En los ritmos folklóricos podemos hallar lo no dicho, o tal vez lo que ni
siquiera podemos ponerle palabras. ¿Cómo decir el balbuceo de un dios salvaje,
acaso la voz del adobe, acaso el retumbo de antigales, acaso el ritmo de los
zafreros cortando la caña? ¿Cómo decir en palabras, lo que consigue expresar un
legüero, los siglos de silencio que alcanza a traducir una quena, los senderos
secretos que tienen destino de baguala? “Nunca se sabe dónde terminan los
caminos y donde comienzan las bagualas” (Atahualpa Yupanqui)
Los tradicionalistas se apresuran a definir por ejemplo a la zamba, como una
danza en la que el hombre persigue a la mujer tratándola de conquistar. En
cambio, Kusch habla de Adán y Eva, de Viracocha desdoblado en hombre y mujer con
el fin de ordenar el mundo, del ying y el yang de China. Es decir en la zamba
hay un más allá, dos opuestos que se concilian, con cada zamba hay un movimiento
cósmico, un choque de civilizaciones, una seducción con el misterio. Lo bárbaro
y lo civilizado, el hedor y la pulcritud. Nuestros muertos y nuestras vidas.
Los ritmos folklóricos son nidos de sabiduría ancestral, la religiosidad de la
coca y la apacheta persiste en los ritmos andinos, Túpac Amaru y Juana Azurduy
están presentes, el conflicto interior de los oprimidos, la metáfora del cóndor
andino y su pertenencia exclusiva al gran cielo Sudamericano. Y así el ritmo
indaga al corazón “civilizado” pone en crisis lo establecido: “...en el
altiplano volvemos a la pobreza, o mejor, perdemos la sensación de fácil riqueza
que nos brinda la ciudad. Bibliotecas, inteligencia, espiritualidad,
instituciones, créditos, de nada valen. Ahí volvemos a cero, y dentro de él
asoma nuestra vida” insiste Rodolfo Kusch
El alma del ritmo folklórico nos ofrece intemperie, nos quita el ropaje del
mundo, recupera la antigua desnudez, ya los mapas se vuelven árboles sagrados,
pies desnudos, murmullo de socavones, ya los ríos pierden su nombre colonial,
vuelven a ser bullicios de dioses, las piedras monumentos de los idiomas
desaparecidos, porque los ritmos folklóricos son faros de razas, puertos hacia
el alarido inicial de la emancipación continental: “...los caminos y las
bagualas. Unidos, consustanciados, dentro de ese tambor extraño y tenaz que es
el corazón del indio. Por eso, nunca se sabe dónde terminan los caminos y dónde
comienzan las bagualas.” (Atahualpa Yupanqui)

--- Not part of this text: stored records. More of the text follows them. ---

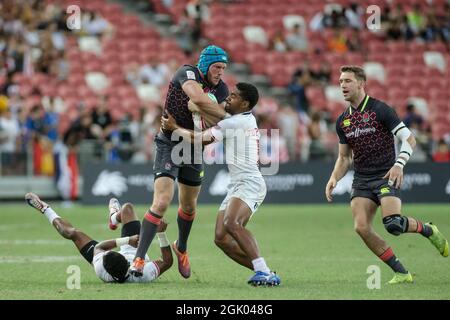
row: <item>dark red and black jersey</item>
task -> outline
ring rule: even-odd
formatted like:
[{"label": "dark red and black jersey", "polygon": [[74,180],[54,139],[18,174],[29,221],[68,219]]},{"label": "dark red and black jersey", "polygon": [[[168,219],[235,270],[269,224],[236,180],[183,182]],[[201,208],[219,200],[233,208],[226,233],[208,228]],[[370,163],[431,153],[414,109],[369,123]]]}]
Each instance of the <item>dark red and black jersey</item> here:
[{"label": "dark red and black jersey", "polygon": [[339,143],[353,151],[357,176],[385,174],[395,163],[392,130],[401,120],[386,103],[366,96],[358,108],[349,107],[336,121]]},{"label": "dark red and black jersey", "polygon": [[[175,118],[179,126],[194,130],[192,112],[188,109],[189,97],[181,88],[188,80],[197,81],[203,88],[203,91],[215,95],[219,103],[222,103],[228,97],[228,87],[222,80],[217,86],[211,87],[198,68],[194,66],[184,65],[175,72],[169,84],[164,115],[168,112]],[[170,138],[170,132],[164,132],[164,134]]]}]

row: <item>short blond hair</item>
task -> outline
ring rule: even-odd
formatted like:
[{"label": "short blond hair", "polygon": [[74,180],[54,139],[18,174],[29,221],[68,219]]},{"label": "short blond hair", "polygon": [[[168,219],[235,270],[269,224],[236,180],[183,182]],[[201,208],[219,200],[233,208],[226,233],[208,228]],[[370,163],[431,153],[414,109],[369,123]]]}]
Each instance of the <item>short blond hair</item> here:
[{"label": "short blond hair", "polygon": [[356,80],[366,81],[366,73],[360,66],[342,66],[341,72],[352,72],[355,75]]}]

Y más allá de que los tradicionalistas hacen de los ritmos folklóricos estampas
escolares, ritmos inmodificables, y de que los críticos (aduaneros culturales)
hacen turismo con ellos, los ritmos folklóricos están ahí para recordarnos la
rebelión y las leyendas, el misterio ancestral de la tierra, el secreto del
cardón y del caldén, lo forastero de un corazón “bárbaro” en un mundo
colonizado, el acecho musical de las ceremonias rurales, porque estos ritmos no
son mercancías, ni objetos de culto, los ritmos folklóricos son espejos de
pueblo, manifiestos de comarcas: ¿En qué otro lugar hallaremos el obraje, la
cotidianidad con el chagas, el acecho del alma mula, el azote del zonda y sus
locuras, los milagros de los santos paganos, el balbuceo del otro paisaje? “Por
dentro, la Pampa seguía domando al hombre. La tierra imprimía su ritmo, filtraba
sus rumores, cavaba su pozo de angustia en el corazón del hombre” (Atahualpa
Yupanqui)
Los ritmos folklóricos son para todos. Libros sonoros, memoria plural que se
danza, patrias insurgentes, brújulas que nos guían hacia la segunda
independencia: la emancipación cultural.